冷たい幼なじみが好きなんです



「なあ。俺がお前に言ったこと、忘れたのか?」


“なんでそんなにすぐに忘れるんだ?”
“ほんとにお前は馬鹿だよな”
“そういうところが、嫌いなんだよ”


そんな言葉が続いているような気がしてならなかった。


どうしてわたしは約束を忘れてしまっていたんだろう……ほんとに馬鹿だ……。

遥斗にますます嫌われてしまった。そうにちがいない……。


「…アイツになに言われたんだ?」


なにも返事できずにいるわたしに竜が怪訝そうな表情で尋ねてきた。

竜もなんだか、いつもの竜と雰囲気がちがう気がする…。


「えっと……遥斗以外の男の人を、この家に入れるなって……」


なんとか声を絞り出して説明した。

竜はなにも悪くないのに、約束を守らなかったわたしが悪いのに、竜まで嫌な気持ちにさせてしまう……。

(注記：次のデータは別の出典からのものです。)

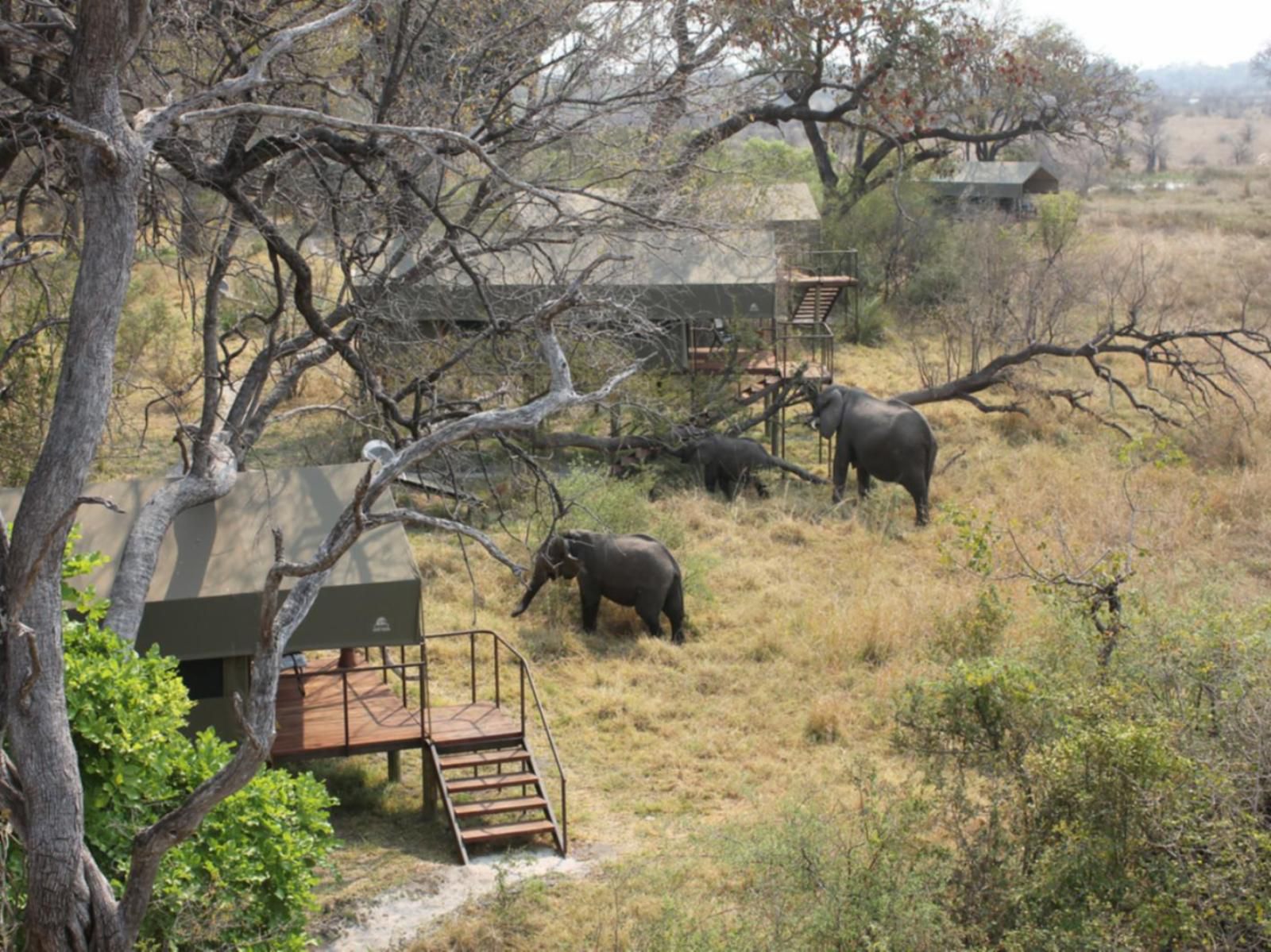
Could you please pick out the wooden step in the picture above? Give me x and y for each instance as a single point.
(480, 757)
(510, 805)
(487, 834)
(493, 782)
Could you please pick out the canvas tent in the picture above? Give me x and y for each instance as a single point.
(675, 279)
(203, 604)
(1004, 183)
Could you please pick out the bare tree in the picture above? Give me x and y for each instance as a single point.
(1152, 137)
(883, 88)
(1020, 310)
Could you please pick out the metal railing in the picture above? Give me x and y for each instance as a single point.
(527, 678)
(343, 673)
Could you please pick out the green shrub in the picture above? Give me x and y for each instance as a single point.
(974, 630)
(821, 876)
(245, 877)
(607, 505)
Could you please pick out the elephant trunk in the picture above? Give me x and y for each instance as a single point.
(542, 575)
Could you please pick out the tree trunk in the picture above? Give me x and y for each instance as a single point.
(69, 905)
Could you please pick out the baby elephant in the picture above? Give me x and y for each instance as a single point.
(629, 569)
(731, 461)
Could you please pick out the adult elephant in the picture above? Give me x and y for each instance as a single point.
(731, 461)
(887, 440)
(629, 569)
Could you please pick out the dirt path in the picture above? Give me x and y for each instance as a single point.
(400, 915)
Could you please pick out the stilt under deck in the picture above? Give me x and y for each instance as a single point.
(353, 711)
(330, 711)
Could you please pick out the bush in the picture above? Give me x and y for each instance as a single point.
(1106, 807)
(245, 877)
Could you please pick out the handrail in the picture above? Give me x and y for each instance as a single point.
(527, 675)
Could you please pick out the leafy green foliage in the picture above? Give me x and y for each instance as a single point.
(245, 877)
(975, 544)
(1058, 222)
(1116, 811)
(821, 876)
(974, 630)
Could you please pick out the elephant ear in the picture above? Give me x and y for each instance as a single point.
(829, 410)
(570, 561)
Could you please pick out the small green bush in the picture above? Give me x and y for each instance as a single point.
(823, 876)
(974, 630)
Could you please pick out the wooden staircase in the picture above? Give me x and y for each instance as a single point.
(474, 787)
(817, 296)
(480, 761)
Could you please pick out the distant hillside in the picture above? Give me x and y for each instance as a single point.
(1199, 79)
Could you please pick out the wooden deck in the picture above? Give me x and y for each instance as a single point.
(762, 363)
(315, 725)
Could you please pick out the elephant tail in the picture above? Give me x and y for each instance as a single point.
(798, 471)
(674, 607)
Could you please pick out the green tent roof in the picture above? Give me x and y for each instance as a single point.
(205, 595)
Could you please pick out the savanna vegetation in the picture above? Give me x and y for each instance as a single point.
(1040, 723)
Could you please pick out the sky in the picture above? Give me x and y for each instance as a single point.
(1163, 32)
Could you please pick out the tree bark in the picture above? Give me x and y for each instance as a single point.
(69, 905)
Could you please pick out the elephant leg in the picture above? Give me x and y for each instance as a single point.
(728, 484)
(590, 599)
(651, 614)
(842, 454)
(674, 609)
(921, 503)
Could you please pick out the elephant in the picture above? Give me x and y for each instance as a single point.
(629, 569)
(885, 439)
(731, 461)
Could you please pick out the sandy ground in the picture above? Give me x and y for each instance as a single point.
(400, 915)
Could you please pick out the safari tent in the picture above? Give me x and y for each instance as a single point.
(203, 604)
(1008, 184)
(678, 279)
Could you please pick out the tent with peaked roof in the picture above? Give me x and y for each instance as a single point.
(203, 604)
(1004, 183)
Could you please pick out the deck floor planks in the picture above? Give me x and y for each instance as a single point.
(313, 725)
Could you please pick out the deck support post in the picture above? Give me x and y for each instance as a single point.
(430, 784)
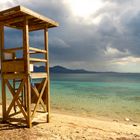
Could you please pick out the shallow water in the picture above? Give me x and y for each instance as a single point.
(102, 95)
(115, 96)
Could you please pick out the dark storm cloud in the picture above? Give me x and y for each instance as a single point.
(81, 43)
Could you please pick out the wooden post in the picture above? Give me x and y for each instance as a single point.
(26, 68)
(48, 76)
(2, 79)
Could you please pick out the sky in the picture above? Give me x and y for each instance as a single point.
(97, 35)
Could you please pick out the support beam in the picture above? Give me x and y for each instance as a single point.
(2, 80)
(27, 68)
(47, 90)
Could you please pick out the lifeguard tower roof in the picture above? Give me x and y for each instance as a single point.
(13, 17)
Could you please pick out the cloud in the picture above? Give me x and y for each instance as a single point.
(100, 41)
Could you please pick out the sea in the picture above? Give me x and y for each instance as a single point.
(113, 96)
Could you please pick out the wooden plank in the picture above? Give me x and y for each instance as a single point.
(40, 97)
(38, 75)
(25, 11)
(36, 50)
(37, 60)
(13, 49)
(15, 98)
(14, 76)
(13, 66)
(47, 90)
(27, 69)
(18, 101)
(37, 94)
(10, 20)
(2, 80)
(38, 16)
(9, 11)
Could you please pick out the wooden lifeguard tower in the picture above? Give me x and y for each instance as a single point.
(16, 74)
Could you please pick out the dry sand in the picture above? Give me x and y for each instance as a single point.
(66, 127)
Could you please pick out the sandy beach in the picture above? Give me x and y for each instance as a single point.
(68, 127)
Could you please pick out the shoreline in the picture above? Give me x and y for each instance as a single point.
(71, 127)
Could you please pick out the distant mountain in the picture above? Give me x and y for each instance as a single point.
(60, 69)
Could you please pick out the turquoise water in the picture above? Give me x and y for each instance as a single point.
(113, 96)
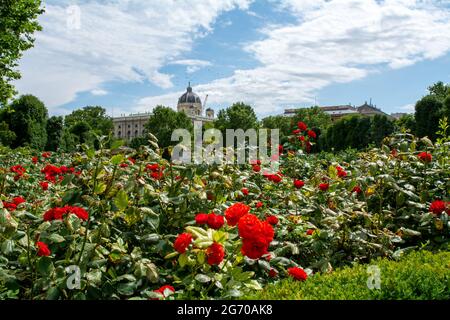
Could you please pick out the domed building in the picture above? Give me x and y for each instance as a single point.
(133, 125)
(190, 103)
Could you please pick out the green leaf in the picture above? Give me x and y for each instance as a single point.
(220, 236)
(116, 144)
(100, 188)
(202, 278)
(117, 159)
(182, 260)
(127, 289)
(7, 247)
(121, 200)
(45, 266)
(56, 238)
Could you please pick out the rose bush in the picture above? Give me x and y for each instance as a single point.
(140, 227)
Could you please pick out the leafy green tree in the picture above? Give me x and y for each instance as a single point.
(68, 141)
(87, 123)
(428, 112)
(18, 22)
(82, 132)
(238, 116)
(357, 132)
(28, 120)
(55, 127)
(284, 124)
(380, 128)
(7, 136)
(94, 116)
(439, 90)
(407, 122)
(446, 110)
(163, 121)
(314, 117)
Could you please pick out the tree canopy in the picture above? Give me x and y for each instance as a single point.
(237, 116)
(18, 22)
(163, 121)
(27, 117)
(429, 110)
(314, 117)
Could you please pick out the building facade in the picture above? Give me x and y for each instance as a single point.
(133, 125)
(337, 112)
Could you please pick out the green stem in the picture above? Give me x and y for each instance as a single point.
(30, 263)
(84, 243)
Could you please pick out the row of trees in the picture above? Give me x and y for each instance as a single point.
(25, 123)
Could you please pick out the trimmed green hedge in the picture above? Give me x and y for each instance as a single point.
(417, 276)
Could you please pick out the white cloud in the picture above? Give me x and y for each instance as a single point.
(99, 92)
(124, 40)
(409, 108)
(192, 65)
(333, 41)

わたしのそんな心配をよそに、竜は堪えきれないように笑い始めた。


「ハッ。独占欲丸出しかよ。うける」


竜が今笑っている理由も、言葉の意味も、わたしにはまったく理解できなくて。


「だまれ」


遥斗の不機嫌極まりないオーラにただ飲み込まれて、どうしていいかわからなくなった。